Despite a last-minute buying binge that boosted retail sales last weekend and appears to be continuing this week, merchants are cautious about profits from the Christmas season.

Much of the increased business is the result of stepped-up promotions and early markdown that will take their toll on earnings, say retailers and retail analysts on Wall Street.

Profit improvements will not match the sales gains for most stores, retail observers say, and more than a few merchants will have no significant sales gains for most stores, retail observers say, and more than a few merchants will have no significant sales gain if inflation is subtracted from their Christmas volume figures.

This year, more than usual, the retail story of Christmas will be told in January, when the stores end their fiscal year with the traditional sales that clear out the winter merchandise in anticipation of spring.

That means last weekend's buying spree, which many merchants are bragging about, does not tell the full story of the season.

While last Christmas some merchants reported their sales increased by 15 percent or more, the biggest increase mentioned by local merchants is a "doubt digit" and "almost double digit" assessment of sales at the two Bloomingdale's stores.

President Walter Bell said sales were 'up to expectations' at the W. Bell & Co. catalogue showrooms, which were some of the busiest stores in the area the week before Christmas.

Heaviest demand, Bell added, was for consumer electronic items, with strong sales on goods ranging from computer games and video toys to high fidelity components.

Woodward & Lothrop sales were "slightly better than planned, nothing phenomenal," said William McDonald, vice president for sales promotion.
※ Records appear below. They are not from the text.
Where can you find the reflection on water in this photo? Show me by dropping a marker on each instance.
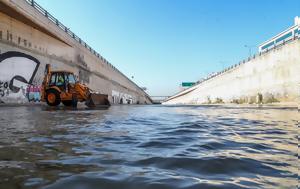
(149, 147)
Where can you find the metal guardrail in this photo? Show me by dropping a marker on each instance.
(67, 30)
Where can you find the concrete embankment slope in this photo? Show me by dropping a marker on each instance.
(30, 38)
(273, 76)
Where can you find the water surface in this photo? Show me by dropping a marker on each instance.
(149, 147)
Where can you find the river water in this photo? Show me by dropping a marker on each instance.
(149, 147)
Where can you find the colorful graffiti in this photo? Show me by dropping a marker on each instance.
(17, 71)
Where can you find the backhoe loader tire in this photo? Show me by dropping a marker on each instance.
(67, 102)
(52, 97)
(74, 101)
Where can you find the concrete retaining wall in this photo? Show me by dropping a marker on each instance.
(271, 77)
(29, 41)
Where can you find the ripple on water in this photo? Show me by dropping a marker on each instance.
(149, 147)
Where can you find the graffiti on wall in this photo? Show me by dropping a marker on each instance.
(17, 71)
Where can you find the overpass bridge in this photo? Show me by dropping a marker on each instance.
(30, 38)
(159, 99)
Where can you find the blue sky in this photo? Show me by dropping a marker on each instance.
(165, 42)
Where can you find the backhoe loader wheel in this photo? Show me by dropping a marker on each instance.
(52, 97)
(74, 101)
(67, 102)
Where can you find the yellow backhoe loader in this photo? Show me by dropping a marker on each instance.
(61, 86)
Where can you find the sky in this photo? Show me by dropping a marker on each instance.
(161, 43)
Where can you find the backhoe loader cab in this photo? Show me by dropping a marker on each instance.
(61, 86)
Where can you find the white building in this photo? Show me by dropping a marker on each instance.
(288, 34)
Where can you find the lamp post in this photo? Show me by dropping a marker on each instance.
(223, 64)
(250, 49)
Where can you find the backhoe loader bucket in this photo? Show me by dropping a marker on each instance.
(97, 101)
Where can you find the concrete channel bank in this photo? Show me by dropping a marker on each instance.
(30, 38)
(272, 76)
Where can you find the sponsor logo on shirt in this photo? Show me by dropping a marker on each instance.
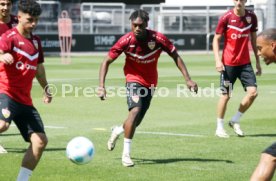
(151, 45)
(21, 66)
(6, 113)
(235, 36)
(248, 19)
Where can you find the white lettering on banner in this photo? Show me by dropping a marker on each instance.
(104, 40)
(20, 66)
(179, 42)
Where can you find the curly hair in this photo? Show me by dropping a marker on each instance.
(141, 14)
(30, 7)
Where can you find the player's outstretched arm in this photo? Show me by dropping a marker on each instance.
(182, 67)
(41, 78)
(254, 47)
(102, 75)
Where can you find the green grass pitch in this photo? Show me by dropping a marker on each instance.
(175, 140)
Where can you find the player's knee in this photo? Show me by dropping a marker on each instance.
(40, 140)
(3, 126)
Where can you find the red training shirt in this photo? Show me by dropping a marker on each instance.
(142, 56)
(16, 79)
(236, 32)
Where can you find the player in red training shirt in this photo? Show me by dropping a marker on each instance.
(142, 48)
(237, 26)
(21, 59)
(7, 21)
(266, 44)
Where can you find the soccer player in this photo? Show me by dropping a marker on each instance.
(142, 48)
(7, 21)
(21, 59)
(266, 44)
(237, 26)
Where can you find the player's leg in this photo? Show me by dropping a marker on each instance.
(138, 101)
(267, 164)
(7, 108)
(248, 80)
(227, 80)
(31, 128)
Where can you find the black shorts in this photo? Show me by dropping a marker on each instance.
(138, 95)
(271, 150)
(26, 118)
(244, 73)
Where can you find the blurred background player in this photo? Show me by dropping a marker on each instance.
(7, 21)
(266, 44)
(21, 59)
(142, 48)
(237, 26)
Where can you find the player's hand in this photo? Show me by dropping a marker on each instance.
(47, 98)
(192, 86)
(6, 58)
(219, 66)
(102, 93)
(259, 69)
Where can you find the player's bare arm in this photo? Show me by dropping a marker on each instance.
(103, 71)
(182, 67)
(6, 58)
(41, 78)
(219, 64)
(255, 49)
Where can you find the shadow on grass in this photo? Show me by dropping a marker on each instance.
(262, 135)
(173, 160)
(23, 150)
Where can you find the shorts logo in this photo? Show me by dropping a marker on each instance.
(151, 45)
(135, 98)
(248, 19)
(6, 113)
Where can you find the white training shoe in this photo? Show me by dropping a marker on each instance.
(126, 161)
(3, 150)
(221, 133)
(112, 140)
(237, 128)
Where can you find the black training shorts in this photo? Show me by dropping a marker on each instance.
(244, 73)
(26, 118)
(138, 95)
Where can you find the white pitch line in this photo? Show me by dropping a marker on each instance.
(157, 133)
(169, 134)
(51, 127)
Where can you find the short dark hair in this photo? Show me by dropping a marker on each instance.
(269, 34)
(141, 14)
(30, 7)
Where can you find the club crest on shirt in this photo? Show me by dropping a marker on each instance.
(35, 44)
(135, 98)
(6, 113)
(151, 45)
(248, 19)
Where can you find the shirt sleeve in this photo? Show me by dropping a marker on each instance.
(254, 27)
(221, 27)
(5, 43)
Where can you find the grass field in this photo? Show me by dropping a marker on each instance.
(174, 142)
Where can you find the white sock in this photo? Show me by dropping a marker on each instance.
(236, 117)
(119, 129)
(220, 124)
(127, 146)
(24, 174)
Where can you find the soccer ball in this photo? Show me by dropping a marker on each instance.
(80, 150)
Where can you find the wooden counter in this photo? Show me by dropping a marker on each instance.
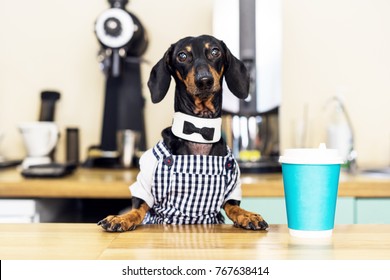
(88, 241)
(99, 183)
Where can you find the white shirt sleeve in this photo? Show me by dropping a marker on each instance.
(142, 188)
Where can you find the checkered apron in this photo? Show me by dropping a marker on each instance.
(190, 189)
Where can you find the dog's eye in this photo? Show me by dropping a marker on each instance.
(182, 56)
(215, 52)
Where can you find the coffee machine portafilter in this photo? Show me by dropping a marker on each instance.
(123, 41)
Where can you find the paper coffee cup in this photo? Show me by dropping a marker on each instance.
(310, 179)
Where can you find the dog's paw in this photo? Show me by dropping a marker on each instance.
(249, 220)
(117, 224)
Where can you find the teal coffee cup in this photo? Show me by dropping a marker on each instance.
(310, 179)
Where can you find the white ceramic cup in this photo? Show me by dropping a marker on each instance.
(39, 138)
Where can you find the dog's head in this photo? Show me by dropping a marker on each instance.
(198, 65)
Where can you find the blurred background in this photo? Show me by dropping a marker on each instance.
(329, 48)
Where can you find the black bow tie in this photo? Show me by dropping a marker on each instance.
(206, 132)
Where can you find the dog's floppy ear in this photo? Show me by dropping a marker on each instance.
(160, 77)
(236, 74)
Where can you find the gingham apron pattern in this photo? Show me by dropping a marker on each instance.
(190, 189)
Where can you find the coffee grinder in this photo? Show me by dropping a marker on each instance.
(251, 126)
(123, 41)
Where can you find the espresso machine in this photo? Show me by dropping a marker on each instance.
(122, 41)
(251, 126)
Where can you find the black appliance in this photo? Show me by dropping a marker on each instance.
(123, 41)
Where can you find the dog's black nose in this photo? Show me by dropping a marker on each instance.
(205, 81)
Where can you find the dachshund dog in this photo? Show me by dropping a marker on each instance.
(189, 176)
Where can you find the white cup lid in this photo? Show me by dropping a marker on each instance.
(321, 155)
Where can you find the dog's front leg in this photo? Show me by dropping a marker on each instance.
(127, 221)
(243, 218)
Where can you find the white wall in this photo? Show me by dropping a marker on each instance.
(329, 47)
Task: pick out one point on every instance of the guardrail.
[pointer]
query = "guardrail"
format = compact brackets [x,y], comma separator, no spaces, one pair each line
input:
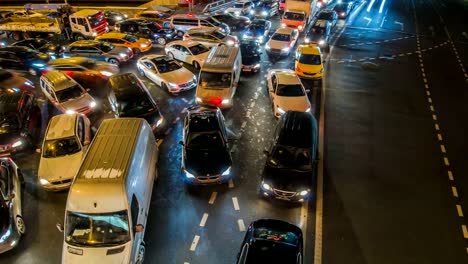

He said sales came on strong last week, when stores badly needed good business to make up for the slow start to the selling season. As a result, McDonald added, "investors are in much better shape" than they appeared to be a week before Christmas.

High inventories after Christmas can force retailers to mark down a broader assortment of goods and to make sharper price cuts than are usually needed to clean out the stores.

That hasn't happened at Woodies, McDonald said, but earnings still will be off somewhat. "We'll all take a bit of a shaving on profits," he said, refering to retailers in general.

"The enormous amount of promoting advertising" that most stores did earlier this month helped spur consumers to spend, McDonald said, suggesting consumers are motivated both by fear that prices will go higher next year and the availability of bargains.

Raleighs "moved our sale up just one week" to spur business before Christmas, said Ike Diamond, vice president for sales promotion of the local clothing chain.

He said men's clothing sales are "way ahead" of last year, furnishings - ties, belts and similar men's wear items - are about the same as last year and woman's apparel is "considerably ahead" of the previous year.

But profits, Diamond said, will be "a little sluggish" for Raleights because early fall sales were slow to pick up and the chain felt the effect of increased competition, particularly from the new Lakeforest Mall at Gaithersburg, where the Raleighs store will not be completed until spring.